Brahmanical Aggression in India: How RSS-BJP Politics Reinforce Caste Hierarchy
What does Brahmanism mean? And why do we call the BJP and RSS Brahmanical? In very simple terms, Brahmanism means varnavad (casteism); that is, the division of society into high and low castes. Thousands of years ago, Brahmins—meaning the ancient priestly class—promoted this ideology for their own benefit, to exploit the poor and downtrodden. Its first mention appears in the Purusha Sukta of the Rigveda. Many scholars argue that this Sukta was not originally part of the Rigveda; it was a later addition. Over time, however, it gained wide acceptance and was further consolidated during the time of the Manusmriti. Brahmanism originated from the rituals, practices, and codes of life propagated by the Brahmins. But today, it is no longer limited to Brahmins alone, nor are all Brahmins necessarily Brahmanical. At the same time, Brahmanical ideas have taken deep root—even among some non-Brahmins—and still exist.
Who historically opposed this caste system? At the forefront stands our own Srimanta Sankardev (1449–1568). Through his Ekasharana Namdharma, he embraced people of all castes, tribes, and even other religions, and propagated liberal ideas through the practice of Naam-Kirtan (devotional singing of the Name). After him came Jyotiba Phule (1827–1890) of Maharashtra, who spread the message of education and social equality through the Satyashodhak Samaj. Then came Sri Narayana Guru (1855–1928) of Kerala, whose famous slogan was: “One caste, one religion, and one God for all.” Following them was Mahatma Gandhi (1869–1948), who campaigned against untouchability to oppose caste discrimination. On the other hand, B. R. Ambedkar (1891–1956) burned the Manusmriti and emphasised the constitutional value of equal rights for all, placing utmost importance on abolishing the varna system. Contemporaneously, Periyar E. V. Ramasamy (1879–1973) in South India identified Brahmanism as the root cause of all social injustice and immorality, fiercely opposing it. All this manifested in the modern Dalit-Bahujan movements in India.

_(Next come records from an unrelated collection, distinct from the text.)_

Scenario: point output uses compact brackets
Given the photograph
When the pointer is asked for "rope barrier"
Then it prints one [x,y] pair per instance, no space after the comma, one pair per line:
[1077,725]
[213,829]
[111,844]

What are the views of the RSS and BJP regarding casteism? First, the RSS did not participate in India’s freedom struggle. Right up to 2002, they did not even hoist the Indian national flag at their main headquarters. They do not accept India’s Constitution. They call it an “unnecessary Constitution”—one borrowed from foreign ideas, unrelated to Indian traditions, ignoring the Manusmriti and Hindu dharma—and have continually disrespected it. From time to time, they threaten to replace this Constitution with a new one based on the ideals of the Manusmriti.
The RSS-directed BJP’s ideals are Brahmanical ideals. They do not accept that Dalits, Bahujans, Scheduled Castes, Scheduled Tribes, and religious minorities have equal rights in India. We have all seen how, during the BJP’s last 11–12 years of rule, these sections have been harassed and subjected to atrocities. They seek to create a “Hindu Rashtra” centred on Hindu dharma and the Manusmriti’s ideals of Hindu-Hindi dominance. In it, Dalits, Adivasis, Muslims, Christians, and others may exist—but only as second-class citizens subservient to the varna-Hindus.

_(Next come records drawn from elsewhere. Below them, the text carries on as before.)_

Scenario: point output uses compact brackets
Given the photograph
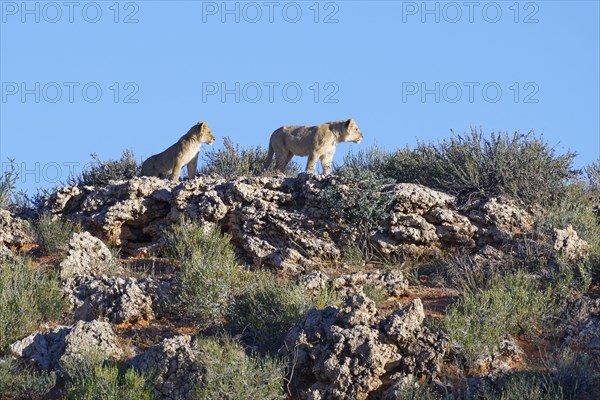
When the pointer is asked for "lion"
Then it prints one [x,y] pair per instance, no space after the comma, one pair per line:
[168,164]
[316,142]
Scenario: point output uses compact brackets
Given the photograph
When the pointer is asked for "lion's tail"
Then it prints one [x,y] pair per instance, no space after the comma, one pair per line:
[269,158]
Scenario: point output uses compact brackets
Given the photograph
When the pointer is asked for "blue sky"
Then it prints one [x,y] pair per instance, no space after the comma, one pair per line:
[104,76]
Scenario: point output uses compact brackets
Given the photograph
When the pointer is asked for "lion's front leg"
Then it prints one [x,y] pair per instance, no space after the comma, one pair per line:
[192,165]
[326,161]
[311,164]
[176,171]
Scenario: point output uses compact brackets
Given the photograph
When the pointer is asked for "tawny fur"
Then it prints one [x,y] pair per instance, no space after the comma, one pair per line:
[316,142]
[168,164]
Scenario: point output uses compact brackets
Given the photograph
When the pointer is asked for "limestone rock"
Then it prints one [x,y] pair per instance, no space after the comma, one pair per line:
[346,351]
[173,366]
[47,349]
[87,255]
[115,298]
[14,231]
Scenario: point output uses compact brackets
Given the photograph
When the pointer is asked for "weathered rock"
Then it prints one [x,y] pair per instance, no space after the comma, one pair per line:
[14,231]
[393,282]
[282,222]
[584,333]
[48,349]
[501,360]
[345,352]
[568,243]
[115,298]
[87,255]
[173,366]
[314,281]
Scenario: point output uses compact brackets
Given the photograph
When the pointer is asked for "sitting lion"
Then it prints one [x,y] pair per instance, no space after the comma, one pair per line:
[316,142]
[168,164]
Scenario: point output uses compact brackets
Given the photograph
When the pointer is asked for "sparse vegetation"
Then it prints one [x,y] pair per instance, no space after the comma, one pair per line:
[267,308]
[361,200]
[92,377]
[27,297]
[100,173]
[232,161]
[414,391]
[568,377]
[475,165]
[479,321]
[52,233]
[8,181]
[20,382]
[230,374]
[209,270]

What is the RSS-BJP’s economic policy? Handing over the nation’s property and resources to a handful of wealthy industrialists like Adani, Ambani, and others. If laws need to be broken for this, they break them; if new laws are needed, they make them. Another hallmark of modern Brahmanism is the dominance of the northern Indian—and especially Gujarati—lobby. Whether in bureaucracy, business, or contracting, everything now has unchecked dominance from the north and Gujarat—that is, the Modi–Shah lobby. Someone might say: But there are also people from lower castes in the BJP. Yes, there are; but they are there only as subservient brokers for the BJP-RSS. They are not there for the equal rights and upliftment of ordinary Dalits, Adivasis, Scheduled Castes, Scheduled Tribes, or minorities. They are bribed and bought for votes; we see this happening day and night right before our eyes.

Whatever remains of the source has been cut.